Acaba, pues, este tiempo pascual, pero no desaparecen por ello ni la alegría, ni la paz, ni la vida. Es más, el Evangelio de hoy nos recuerda cómo Jesús resucitado envía sobre cada uno de los suyos el don del Espíritu Santo, y este se derrama abundantemente, produciendo sus frutos: amor, gozo, paz, paciencia, benignidad, bondad, fe, mansedumbre, templanza (Gal 5, 22-23).
Son frutos de una vida en Cristo que cada uno puede experimentar en su propia carne, pero que no son para guardarlos para sí. Como los apóstoles, nosotros no podemos callar lo que hemos visto y oído (Hch 4, 20), queremos llevar al mundo este mensaje de salvación y hacer que otros también puedan experimentar lo que vivimos.
Sin embargo, tantas veces nos pueden nuestros miedos y recelos, nos da vergüenza, tememos la reacción, nos sentimos incapaces. Pues, precisamente por eso, Cristo desea derramar abundantemente su Espíritu sobre nosotros. Todo tiempo es tiempo del Espíritu, toda acción de la Iglesia es obra del Espíritu Santo, y la fiesta de hoy nos invita a hacernos bien conscientes de ello.
Es el Espíritu el que viene en ayuda de nuestra debilidad (Rm 8, 26) para lanzarnos a la misión. La actitud de los apóstoles da un vuelco tras recibir este inmenso don. En un primer momento, también nos los encontramos temerosos, escondidos, convencidos de su fracaso, pero tras contemplar a Cristo resucitado y recibir al Paráclito, rompen todas sus ataduras y se lanzan a anunciar cuanto han visto y oído. No desaparecen las dificultades, pero son capaces de vencer sus miedos.

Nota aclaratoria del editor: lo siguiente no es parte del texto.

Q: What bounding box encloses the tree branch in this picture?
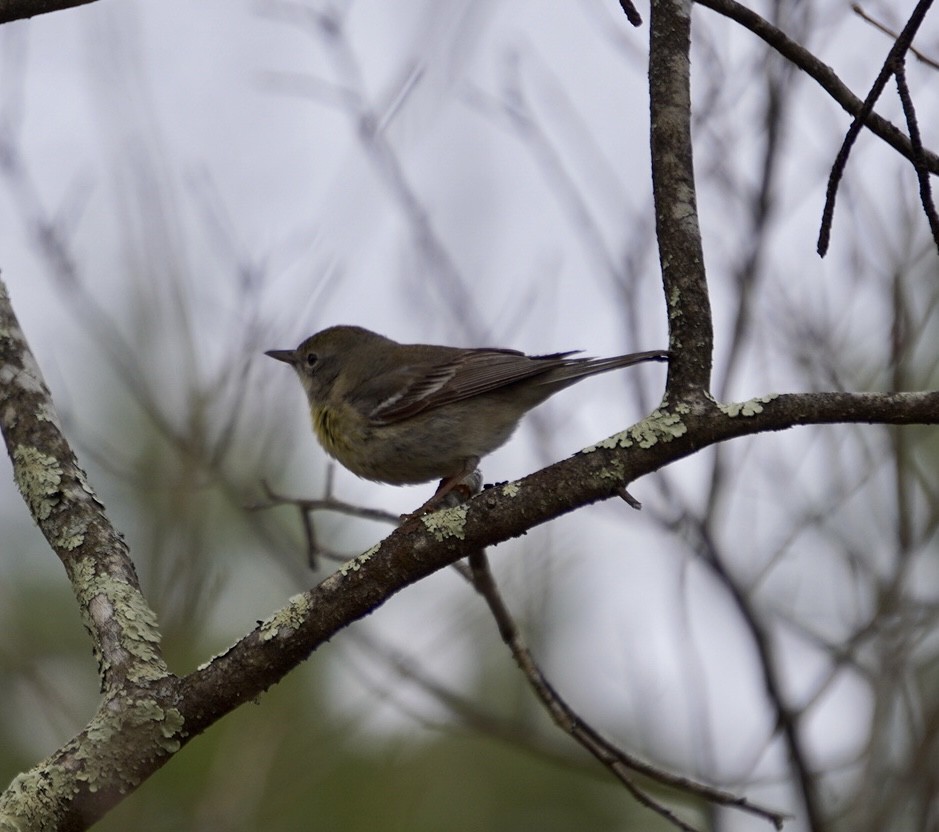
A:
[649,0,714,401]
[0,281,169,695]
[695,0,939,174]
[0,0,94,23]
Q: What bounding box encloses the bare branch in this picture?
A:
[818,0,932,257]
[0,282,169,693]
[695,0,939,174]
[649,0,714,400]
[0,0,94,23]
[894,57,939,254]
[469,549,786,829]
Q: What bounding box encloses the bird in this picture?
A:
[265,325,669,515]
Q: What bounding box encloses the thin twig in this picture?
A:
[817,0,932,257]
[696,0,939,174]
[469,549,786,829]
[851,3,939,69]
[893,56,939,254]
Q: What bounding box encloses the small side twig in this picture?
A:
[469,549,787,832]
[245,478,401,571]
[619,0,642,26]
[893,56,939,254]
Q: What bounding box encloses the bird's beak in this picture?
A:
[264,350,297,364]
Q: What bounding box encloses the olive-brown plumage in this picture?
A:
[266,326,668,510]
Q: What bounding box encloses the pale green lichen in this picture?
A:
[13,445,62,520]
[339,544,378,577]
[74,697,185,792]
[258,594,310,641]
[718,393,779,417]
[668,286,682,320]
[421,506,466,541]
[0,762,78,832]
[581,408,688,454]
[72,558,169,683]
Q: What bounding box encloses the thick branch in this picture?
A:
[179,392,939,733]
[649,0,714,401]
[0,0,94,23]
[0,281,167,693]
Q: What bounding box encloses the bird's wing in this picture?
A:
[370,349,576,424]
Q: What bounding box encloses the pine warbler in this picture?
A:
[265,326,668,514]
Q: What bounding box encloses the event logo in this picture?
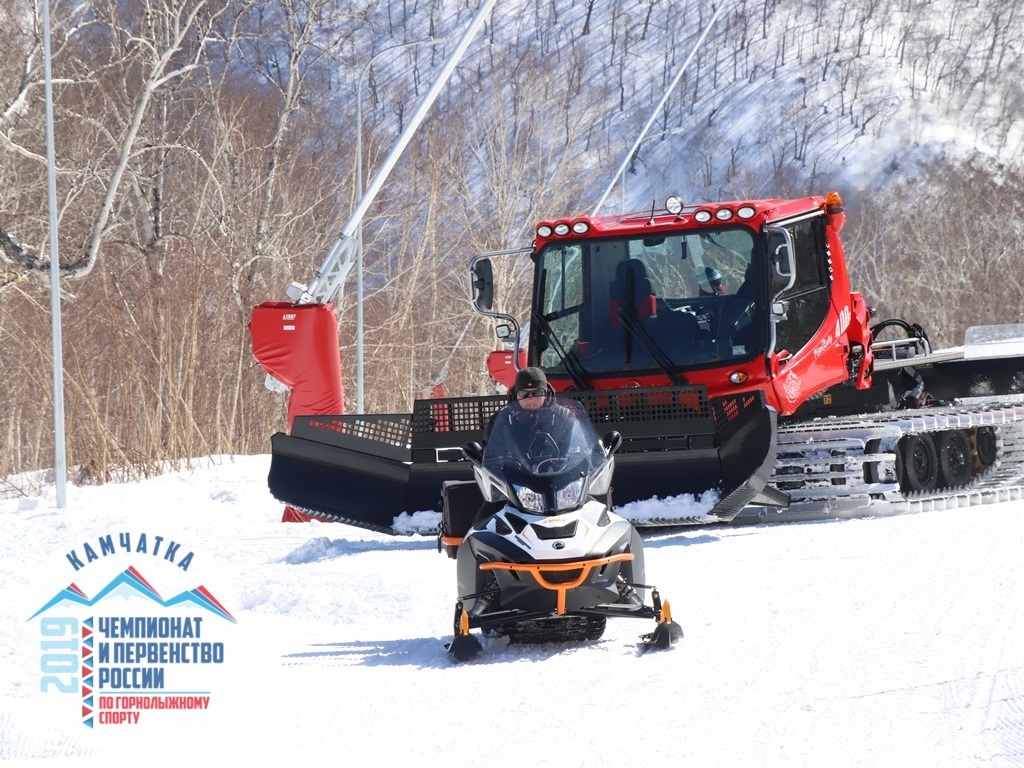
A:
[28,532,237,728]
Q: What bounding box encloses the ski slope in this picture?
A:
[0,457,1024,768]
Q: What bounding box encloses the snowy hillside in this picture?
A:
[377,0,1024,210]
[0,457,1024,768]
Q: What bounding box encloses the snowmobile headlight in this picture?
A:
[512,485,544,512]
[555,477,583,510]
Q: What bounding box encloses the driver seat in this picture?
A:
[608,259,657,328]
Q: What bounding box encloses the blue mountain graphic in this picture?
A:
[28,566,238,624]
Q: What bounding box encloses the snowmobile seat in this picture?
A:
[437,480,483,559]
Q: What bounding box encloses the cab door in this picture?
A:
[769,213,850,415]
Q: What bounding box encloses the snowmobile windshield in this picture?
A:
[483,396,611,514]
[530,225,768,378]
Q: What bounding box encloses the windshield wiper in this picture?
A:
[531,309,593,389]
[618,307,686,387]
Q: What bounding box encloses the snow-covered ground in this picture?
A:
[0,457,1024,768]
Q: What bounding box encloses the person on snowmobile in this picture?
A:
[472,366,569,525]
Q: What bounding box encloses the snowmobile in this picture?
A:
[438,394,682,662]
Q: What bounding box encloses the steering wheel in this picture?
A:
[716,295,756,357]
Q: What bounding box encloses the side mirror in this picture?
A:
[601,430,623,457]
[469,259,495,312]
[767,226,797,296]
[462,440,483,466]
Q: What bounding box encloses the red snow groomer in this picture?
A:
[254,193,1024,531]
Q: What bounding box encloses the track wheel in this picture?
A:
[939,429,974,487]
[897,433,939,490]
[974,427,996,468]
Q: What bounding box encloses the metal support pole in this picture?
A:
[355,37,444,414]
[591,3,725,216]
[42,0,68,509]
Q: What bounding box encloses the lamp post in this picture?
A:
[355,37,444,414]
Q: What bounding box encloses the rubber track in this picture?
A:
[736,400,1024,522]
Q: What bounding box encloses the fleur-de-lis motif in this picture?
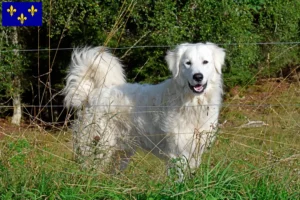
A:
[7,5,17,16]
[28,5,37,16]
[18,13,27,24]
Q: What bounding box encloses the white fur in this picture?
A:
[64,43,225,168]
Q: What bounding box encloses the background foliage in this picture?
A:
[0,0,300,120]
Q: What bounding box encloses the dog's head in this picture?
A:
[166,43,225,94]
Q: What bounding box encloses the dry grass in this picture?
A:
[0,82,300,199]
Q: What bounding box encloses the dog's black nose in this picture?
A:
[193,73,203,82]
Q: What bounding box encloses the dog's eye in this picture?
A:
[185,61,192,65]
[203,60,208,65]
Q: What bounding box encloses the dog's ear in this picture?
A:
[165,43,188,78]
[206,42,226,74]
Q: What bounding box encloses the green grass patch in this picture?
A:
[0,82,300,199]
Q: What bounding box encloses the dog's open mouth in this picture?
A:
[189,83,207,94]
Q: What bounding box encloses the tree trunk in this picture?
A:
[11,27,22,126]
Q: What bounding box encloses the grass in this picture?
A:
[0,83,300,199]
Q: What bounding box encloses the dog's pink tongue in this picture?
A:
[194,85,203,92]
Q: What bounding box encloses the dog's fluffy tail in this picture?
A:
[63,47,125,108]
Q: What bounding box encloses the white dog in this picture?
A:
[64,43,225,172]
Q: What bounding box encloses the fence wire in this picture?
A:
[0,41,300,53]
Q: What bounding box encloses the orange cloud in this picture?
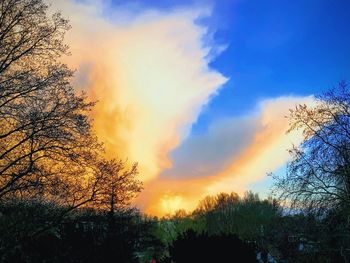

También nosotros imploramos hoy a este Espíritu Santo Consolador, para romper nuestras cadenas y lanzarnos al mundo. Ciertamente, sabemos que, como a ellos, no nos faltarán dificultades, incomprensión e incluso persecución, pero estaremos siendo fieles a este envío que el Señor nos hace. Como nos exhorta el papa Francisco, «prefiero una Iglesia accidentada, herida y manchada por salir a la calle, antes que una Iglesia enferma por el encierro y la comodidad de aferrarse a las propias seguridades» (EG 49).